For those who are not aware, Pedicab drivers (also known as a “Bicycle Rickshaw”) are one of the lowest income earners here in the Philippines.
From what I’ve heard, the going rate of these drivers has an average income of about Php 200 to Php 300 per day.
An income that may be enough for a single individual in the province but definitely not enough to support a family of 5.
I was able to talk to Mang Danilo (father of Grace) before they went to the oath taking.
According to him, he had to wear several hats to help make ends meet.
From early morning to almost midnight, he would ferry passengers in his pedicab on the streets.
His spouse is a house-wife taking care of 3 kids, so he needs to add more income for his family. Sometimes, he would run errands for a local Carenderia (Eatery).
And there are times that he worked for manual labor in exchange for basic foods like Fish & Vegetable like Ampalaya, Sitaw, and Okra.
As you can see from the photo, Mang Danilo really worked hard and long.
His dark skin complexion is from his long stay under the sun waiting for passengers.
His hands and palm are rough from the endless travel carrying his passengers to and from. It’s a tough life but he still does it for the sake of his children.
I’m sharing this story to you to hopefully inspire you. That if a merely Pedicab driver like Mang Danilo can bring his children to top universities then so do we.

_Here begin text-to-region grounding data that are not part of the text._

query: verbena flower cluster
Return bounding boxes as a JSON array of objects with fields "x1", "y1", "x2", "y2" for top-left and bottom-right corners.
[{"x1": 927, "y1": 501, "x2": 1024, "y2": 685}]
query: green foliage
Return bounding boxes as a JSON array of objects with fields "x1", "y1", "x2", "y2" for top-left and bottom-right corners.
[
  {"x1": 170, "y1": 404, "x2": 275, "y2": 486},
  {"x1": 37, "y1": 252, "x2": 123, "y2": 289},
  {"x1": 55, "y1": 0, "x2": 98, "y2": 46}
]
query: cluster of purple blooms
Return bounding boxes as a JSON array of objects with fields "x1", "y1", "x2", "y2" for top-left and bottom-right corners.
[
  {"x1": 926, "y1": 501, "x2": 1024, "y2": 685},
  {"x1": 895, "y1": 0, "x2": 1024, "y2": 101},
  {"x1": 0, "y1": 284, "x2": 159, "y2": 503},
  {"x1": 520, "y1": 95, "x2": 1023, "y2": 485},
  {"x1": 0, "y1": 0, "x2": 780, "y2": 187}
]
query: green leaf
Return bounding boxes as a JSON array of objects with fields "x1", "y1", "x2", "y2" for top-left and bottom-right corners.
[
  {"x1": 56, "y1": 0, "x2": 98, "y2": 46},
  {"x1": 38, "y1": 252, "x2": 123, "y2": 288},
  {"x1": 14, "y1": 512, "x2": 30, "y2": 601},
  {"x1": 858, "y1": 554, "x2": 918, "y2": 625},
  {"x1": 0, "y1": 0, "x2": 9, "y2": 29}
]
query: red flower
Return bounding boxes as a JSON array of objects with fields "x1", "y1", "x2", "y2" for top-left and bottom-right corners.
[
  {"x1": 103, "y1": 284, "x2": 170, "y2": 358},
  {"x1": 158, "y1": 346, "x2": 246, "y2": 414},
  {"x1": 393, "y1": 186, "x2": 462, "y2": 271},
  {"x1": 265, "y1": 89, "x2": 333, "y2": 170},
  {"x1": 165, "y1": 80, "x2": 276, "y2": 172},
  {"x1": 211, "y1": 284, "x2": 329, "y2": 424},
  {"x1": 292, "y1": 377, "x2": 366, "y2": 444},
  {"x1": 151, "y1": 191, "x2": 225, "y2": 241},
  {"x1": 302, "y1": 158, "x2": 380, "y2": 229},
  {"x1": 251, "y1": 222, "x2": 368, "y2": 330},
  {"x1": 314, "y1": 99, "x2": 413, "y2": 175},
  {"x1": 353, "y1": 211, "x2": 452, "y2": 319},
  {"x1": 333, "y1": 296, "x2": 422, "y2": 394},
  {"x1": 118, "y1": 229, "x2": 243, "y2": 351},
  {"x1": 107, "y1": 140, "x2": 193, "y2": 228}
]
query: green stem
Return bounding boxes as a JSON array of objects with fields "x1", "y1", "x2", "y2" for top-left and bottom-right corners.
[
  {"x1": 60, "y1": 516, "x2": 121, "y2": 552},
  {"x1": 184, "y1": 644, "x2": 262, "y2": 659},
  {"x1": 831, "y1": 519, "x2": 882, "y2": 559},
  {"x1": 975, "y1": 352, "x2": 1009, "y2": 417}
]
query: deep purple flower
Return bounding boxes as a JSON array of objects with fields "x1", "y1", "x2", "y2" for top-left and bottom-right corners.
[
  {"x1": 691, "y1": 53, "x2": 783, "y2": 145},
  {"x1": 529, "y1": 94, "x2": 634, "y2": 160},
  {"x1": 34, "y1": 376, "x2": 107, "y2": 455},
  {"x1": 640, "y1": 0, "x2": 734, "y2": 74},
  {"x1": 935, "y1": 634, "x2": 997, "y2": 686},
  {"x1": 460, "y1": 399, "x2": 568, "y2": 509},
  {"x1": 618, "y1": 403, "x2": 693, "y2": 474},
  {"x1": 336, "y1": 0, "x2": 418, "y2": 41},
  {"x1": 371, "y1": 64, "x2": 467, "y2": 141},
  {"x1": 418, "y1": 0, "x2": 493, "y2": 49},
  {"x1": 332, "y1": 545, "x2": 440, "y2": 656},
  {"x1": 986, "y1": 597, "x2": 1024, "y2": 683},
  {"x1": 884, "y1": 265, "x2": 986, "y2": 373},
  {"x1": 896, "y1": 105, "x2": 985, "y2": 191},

Instead of complaining of the skyrocketing prices of the tuition fees of our kids, we should be thankful that we had a sturdy job at the office, in an air-conditioned room, and earning 10 times more.
While the youth should take note of Grace.
She probably sacrificed everything just to finish her degree. She Studied while everybody wants to Party.
She spent long nights reading books and grasping high grades knowing the fact that her father, who is miles away, is doing the same thing basked under the heat of the sun.
It is so nice to hear stories like Mang Danilo and Grace. They are the perfect example showing everybody that “Everything is Possible”.
“Life is not a matter of having good cards, but of playing a poor hand well”!
“You either get bitter or you get better”!
I used to think that I have a poor deck of cards.
But knowing that I have a supportive Father and a loving Mother. A strong united family consists of my wife and my 2 boys… I realized that I have a pretty good hand.
It is now up to me how to use it wisely.
I may not be as good as Mang Danilo and Grace, but at least I am trying.
How about you? How are you playing your cards lately?